The west will rue its embrace of protectionism

Germany’s taste for Russian gas over recent decades was a double tragedy. It gave the Kremlin leverage over Europe. But it also gave protectionists throughout the western world a spurious credibility. Look what happens, they say, when strategic industries are open to trade.

The first of these tragedies is fixable: there are substitutes for Russian fossil fuels. The second is here to stay. Within a year of the attack on Ukraine, the US Congress has passed a king’s ransom of domestic industrial aid and a piqued Europe is shaping its own version. The goal has widened: from punishing Russian violence to slowing China’s ascent. So has the key industry: from gas to chips and green tech. Over time, lots of sectors will turn out to be “strategic”. Why not agriculture? Why not the professional services that China will need to master to go from middle to high income?

The west will rue this protectionist turn. Its hard-won cohesion over the past year is already yielding to mistrust, not just between the US and EU, but within the EU, where trading nations with small domestic markets (Sweden) dread the protectionism of big states (France). Perhaps Europe can make America’s Inflation Reduction Act less discriminatory to its own companies. Such is the lobbying power of a 450mn-strong entity. But what of Ireland versus Brussels? What of Australia versus Capitol Hill? Joe Biden “never intended” to beggar “folks who were co-operating with us”. But it is the nature of protectionism that intentions only count at the very start.

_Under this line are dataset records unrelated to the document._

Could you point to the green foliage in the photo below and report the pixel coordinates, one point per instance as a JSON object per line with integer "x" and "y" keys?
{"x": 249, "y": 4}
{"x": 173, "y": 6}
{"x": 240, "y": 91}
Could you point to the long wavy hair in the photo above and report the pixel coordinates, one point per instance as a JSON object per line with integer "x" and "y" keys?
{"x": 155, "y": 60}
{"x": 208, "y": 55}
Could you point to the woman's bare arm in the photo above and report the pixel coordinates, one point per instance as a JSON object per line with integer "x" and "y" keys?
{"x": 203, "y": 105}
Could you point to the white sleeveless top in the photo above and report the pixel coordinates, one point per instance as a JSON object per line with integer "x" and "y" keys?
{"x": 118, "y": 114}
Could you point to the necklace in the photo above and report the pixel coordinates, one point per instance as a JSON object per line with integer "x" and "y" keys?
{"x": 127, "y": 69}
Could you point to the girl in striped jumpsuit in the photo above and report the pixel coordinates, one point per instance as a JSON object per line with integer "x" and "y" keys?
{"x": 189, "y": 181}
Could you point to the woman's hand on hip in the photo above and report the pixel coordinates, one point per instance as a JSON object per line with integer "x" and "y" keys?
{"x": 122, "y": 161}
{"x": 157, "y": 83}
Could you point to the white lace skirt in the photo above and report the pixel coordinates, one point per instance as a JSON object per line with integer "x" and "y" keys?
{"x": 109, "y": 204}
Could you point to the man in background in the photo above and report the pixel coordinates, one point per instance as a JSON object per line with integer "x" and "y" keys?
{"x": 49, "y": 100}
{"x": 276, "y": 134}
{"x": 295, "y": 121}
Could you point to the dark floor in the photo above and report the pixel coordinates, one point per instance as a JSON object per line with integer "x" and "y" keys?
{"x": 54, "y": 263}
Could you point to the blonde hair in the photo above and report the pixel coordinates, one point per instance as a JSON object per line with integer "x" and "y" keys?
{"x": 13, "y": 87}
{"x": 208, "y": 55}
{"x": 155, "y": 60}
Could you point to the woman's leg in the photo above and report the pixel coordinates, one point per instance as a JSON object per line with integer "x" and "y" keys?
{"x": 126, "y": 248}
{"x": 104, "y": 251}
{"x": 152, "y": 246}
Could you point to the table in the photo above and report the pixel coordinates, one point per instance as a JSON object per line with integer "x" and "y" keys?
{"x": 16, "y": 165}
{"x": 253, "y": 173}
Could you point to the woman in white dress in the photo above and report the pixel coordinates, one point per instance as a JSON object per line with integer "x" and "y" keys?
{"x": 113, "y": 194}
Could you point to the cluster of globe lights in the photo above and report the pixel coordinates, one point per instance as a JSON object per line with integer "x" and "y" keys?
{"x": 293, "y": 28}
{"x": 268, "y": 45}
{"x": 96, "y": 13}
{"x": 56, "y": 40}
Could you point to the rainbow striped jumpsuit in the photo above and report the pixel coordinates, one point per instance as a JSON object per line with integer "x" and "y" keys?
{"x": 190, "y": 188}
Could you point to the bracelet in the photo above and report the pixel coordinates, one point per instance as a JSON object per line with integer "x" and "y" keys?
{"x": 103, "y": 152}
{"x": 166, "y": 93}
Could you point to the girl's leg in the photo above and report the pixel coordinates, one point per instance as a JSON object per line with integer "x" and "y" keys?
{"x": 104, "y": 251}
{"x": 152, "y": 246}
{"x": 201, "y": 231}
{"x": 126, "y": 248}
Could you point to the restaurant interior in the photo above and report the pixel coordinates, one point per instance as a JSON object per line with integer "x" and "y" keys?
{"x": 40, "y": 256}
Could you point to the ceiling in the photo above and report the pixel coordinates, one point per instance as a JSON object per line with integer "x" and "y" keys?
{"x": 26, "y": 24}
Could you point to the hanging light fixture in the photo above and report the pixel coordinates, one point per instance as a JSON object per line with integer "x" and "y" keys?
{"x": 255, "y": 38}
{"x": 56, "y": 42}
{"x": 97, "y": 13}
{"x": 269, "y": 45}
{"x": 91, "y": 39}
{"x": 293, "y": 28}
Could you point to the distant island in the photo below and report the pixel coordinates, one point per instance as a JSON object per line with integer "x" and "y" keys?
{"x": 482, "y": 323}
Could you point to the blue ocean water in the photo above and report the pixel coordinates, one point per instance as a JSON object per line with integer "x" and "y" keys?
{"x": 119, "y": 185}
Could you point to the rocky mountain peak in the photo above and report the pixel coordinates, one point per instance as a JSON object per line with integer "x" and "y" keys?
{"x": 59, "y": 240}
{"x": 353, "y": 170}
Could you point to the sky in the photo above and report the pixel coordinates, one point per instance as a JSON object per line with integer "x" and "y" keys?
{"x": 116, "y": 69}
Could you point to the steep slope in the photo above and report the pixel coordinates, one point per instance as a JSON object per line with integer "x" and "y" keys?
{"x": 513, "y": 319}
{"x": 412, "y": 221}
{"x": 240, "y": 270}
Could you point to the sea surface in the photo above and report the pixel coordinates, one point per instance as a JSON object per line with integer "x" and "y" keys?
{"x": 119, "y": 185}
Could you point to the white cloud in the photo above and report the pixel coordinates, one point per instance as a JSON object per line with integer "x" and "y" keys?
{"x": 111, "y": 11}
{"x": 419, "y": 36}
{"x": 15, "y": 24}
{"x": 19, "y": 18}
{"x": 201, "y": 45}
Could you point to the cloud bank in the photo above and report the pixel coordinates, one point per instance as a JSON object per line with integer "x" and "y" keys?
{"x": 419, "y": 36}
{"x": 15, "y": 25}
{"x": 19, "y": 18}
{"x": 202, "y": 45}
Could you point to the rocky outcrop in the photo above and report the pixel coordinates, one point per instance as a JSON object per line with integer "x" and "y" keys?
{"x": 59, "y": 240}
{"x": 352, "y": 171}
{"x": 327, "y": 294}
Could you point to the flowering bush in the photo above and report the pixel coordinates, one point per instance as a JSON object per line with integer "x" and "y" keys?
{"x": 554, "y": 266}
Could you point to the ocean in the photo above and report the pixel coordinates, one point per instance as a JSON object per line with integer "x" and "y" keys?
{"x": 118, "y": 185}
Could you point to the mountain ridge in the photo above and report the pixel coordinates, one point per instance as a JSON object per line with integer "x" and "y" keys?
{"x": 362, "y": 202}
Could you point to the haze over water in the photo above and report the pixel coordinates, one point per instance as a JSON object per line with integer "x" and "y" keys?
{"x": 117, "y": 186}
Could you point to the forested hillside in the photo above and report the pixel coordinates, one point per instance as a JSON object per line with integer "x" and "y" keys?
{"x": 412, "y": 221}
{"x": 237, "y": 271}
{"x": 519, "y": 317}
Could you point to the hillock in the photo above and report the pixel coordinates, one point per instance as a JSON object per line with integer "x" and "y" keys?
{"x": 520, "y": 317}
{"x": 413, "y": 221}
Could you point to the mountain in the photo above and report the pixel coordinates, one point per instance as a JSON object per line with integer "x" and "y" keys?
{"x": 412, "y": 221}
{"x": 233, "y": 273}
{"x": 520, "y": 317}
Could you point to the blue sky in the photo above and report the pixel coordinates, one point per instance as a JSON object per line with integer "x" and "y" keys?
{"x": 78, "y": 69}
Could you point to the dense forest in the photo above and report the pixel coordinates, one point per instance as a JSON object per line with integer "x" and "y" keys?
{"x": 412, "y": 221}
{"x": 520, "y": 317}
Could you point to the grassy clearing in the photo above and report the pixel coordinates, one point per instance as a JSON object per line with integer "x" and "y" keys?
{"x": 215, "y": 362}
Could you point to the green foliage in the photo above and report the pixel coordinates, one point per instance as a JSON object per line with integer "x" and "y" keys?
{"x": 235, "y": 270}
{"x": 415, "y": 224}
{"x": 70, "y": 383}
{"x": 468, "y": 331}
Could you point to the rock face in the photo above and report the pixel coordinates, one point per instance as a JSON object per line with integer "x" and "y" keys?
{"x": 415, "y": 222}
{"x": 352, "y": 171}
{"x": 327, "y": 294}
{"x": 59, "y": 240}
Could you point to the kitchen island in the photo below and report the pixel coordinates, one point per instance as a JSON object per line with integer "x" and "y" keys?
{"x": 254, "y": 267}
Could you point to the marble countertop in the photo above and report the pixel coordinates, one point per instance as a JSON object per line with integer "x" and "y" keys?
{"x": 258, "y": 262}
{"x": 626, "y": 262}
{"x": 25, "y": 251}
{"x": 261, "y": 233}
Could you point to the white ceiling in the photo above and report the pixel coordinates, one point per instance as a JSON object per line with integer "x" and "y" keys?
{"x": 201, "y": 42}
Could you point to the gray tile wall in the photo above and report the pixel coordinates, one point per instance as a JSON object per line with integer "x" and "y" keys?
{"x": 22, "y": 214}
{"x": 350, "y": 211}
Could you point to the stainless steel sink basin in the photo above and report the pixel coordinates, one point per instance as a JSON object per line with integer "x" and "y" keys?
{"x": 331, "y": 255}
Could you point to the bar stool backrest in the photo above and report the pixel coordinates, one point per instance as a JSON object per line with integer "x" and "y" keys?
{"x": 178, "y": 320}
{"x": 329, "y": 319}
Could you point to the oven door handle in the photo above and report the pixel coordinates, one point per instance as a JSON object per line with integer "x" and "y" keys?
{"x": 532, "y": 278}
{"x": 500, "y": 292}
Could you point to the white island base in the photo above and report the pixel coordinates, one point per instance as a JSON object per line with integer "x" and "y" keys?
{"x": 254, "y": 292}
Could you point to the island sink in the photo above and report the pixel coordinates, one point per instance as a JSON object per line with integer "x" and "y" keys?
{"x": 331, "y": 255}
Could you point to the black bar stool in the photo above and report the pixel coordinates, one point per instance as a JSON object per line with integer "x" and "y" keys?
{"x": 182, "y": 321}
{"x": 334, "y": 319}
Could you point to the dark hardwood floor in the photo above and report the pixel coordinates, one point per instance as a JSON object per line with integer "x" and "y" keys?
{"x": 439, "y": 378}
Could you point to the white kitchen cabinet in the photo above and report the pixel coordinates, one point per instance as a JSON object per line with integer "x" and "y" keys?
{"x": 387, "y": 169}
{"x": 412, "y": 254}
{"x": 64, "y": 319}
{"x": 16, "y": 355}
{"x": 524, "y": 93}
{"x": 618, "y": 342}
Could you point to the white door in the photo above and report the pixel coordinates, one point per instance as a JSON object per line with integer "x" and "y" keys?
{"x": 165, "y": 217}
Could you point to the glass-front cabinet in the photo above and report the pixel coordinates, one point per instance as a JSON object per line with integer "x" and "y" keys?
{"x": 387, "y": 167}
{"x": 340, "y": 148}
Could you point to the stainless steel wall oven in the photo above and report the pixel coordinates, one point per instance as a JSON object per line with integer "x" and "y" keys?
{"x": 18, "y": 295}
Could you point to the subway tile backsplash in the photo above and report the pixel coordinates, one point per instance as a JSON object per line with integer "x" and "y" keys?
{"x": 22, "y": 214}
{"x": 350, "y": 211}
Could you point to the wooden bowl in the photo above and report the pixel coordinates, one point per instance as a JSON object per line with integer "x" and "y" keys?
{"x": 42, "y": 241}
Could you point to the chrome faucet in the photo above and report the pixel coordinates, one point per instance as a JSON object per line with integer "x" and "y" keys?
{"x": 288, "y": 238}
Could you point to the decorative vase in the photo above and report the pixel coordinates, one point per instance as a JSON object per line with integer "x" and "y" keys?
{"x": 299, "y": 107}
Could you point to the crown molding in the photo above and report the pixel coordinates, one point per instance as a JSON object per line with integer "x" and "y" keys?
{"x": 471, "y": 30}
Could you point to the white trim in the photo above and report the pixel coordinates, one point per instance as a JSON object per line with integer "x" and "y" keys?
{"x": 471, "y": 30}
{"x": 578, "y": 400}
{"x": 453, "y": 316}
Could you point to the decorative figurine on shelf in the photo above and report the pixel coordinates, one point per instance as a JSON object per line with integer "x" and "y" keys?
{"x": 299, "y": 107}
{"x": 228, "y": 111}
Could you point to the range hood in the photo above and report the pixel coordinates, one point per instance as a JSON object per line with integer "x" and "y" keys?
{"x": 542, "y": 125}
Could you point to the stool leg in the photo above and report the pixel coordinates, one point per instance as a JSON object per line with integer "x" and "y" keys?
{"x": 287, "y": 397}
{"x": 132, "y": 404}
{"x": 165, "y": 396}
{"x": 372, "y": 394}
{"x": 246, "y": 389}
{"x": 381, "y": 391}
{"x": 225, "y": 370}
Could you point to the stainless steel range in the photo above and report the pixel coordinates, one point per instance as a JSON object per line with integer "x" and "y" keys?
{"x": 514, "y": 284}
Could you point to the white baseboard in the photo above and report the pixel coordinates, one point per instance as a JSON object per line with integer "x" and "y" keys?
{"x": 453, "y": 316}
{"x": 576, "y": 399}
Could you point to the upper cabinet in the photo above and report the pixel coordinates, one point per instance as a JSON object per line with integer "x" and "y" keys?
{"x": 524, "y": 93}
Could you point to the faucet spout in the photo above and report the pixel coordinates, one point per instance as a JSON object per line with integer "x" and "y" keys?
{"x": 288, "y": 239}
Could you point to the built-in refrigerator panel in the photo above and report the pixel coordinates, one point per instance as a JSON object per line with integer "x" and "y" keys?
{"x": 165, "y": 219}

What takes over is the logic of escalation.

It is said often enough that America is in ideological, not just material, conflict with China. Protectionism is a tacit ideological concession from west to east. What does it concede? That international relations are a zero-sum game. That the state is paramount in the life of a country. That prosperity (which is objectively measurable) is subservient to security (which officials get to define at will). That the institutions formed at Bretton Woods a human lifetime ago are relics, and nations must make their own arrangements.

Biden’s embrace of protectionism is hailed as “muscular”, which is code for “aggressive” when a Democrat is in office. And it has to be, given China’s industrial ruthlessness. If taken too far, though, it is also intellectual self-disarmament. It is possible to win the techno-economic struggle with the autocrats and lose in a larger sense: by…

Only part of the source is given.